I remember the Merrimack when it was just a creek,” Daniel “Buzzer” Connors jokes. The Newburyport native has been fishing the sea for more than 35 years. “Newburyport had dirt roads then.”
Buzzer remembers the good old days, when his family would drive “out back,” which is what people called the area around the Artichoke Reservoir. There was no controversial dump on Crow’s Lane then and no I-95. He tells tales of Newburyport of old, of his fishing boat being hit by a rogue wave one January (“I’ll never forget that day.”) and the Mastodon tooth he pulled up in his net while dragging for ground fish. He has caught thousands of pounds of fish from his (now his son’s) boat, the Early Times II.

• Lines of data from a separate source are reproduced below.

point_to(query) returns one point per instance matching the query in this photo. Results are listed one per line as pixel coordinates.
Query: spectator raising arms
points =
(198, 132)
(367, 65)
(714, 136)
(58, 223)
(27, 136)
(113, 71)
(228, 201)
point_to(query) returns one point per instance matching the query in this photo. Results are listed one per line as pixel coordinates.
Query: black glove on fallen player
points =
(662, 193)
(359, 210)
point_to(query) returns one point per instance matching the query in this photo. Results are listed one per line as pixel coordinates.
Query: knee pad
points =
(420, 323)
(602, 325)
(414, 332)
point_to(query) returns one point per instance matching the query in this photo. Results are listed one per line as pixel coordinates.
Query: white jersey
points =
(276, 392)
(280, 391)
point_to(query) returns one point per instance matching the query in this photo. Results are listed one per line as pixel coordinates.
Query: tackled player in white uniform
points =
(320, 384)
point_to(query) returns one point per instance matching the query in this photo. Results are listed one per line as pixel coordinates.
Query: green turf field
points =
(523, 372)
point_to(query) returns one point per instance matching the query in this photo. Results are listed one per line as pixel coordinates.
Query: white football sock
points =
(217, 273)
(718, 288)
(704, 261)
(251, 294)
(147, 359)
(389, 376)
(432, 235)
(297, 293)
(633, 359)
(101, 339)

A foundry worker for years after graduating from high school, Buzzer bought a small boat with a friend in the late 1960s. They ran private charters until his friend moved to Florida around 1970. It was on to tuna fishing on the Early Times. He spent the winters working construction or tub trawling (also called long lining). In the early 1970s, a friend suggested that he try drag fishing – and took him out for a demonstration. “I never saw so many different kinds of fish in my life. I said ‘Wow, I’ve got to do this!’” (He has not fished for tuna for a number of years because he does not think that it’s worth it anymore.)
“You’ve got to work with your environment.”
Buzzer remembers when codfish would come into the mouth of the Merrimack in September, and the river would be just loaded with them. Fisherman could catch huge codfish on the “cushion,” a ledge off Salisbury Beach (“right off the roller coaster”). “There were so many fish, we would go down to the island at dawn; the beach would be littered with silver hake, Pollock, mackerel – everything – if there was any wave action.”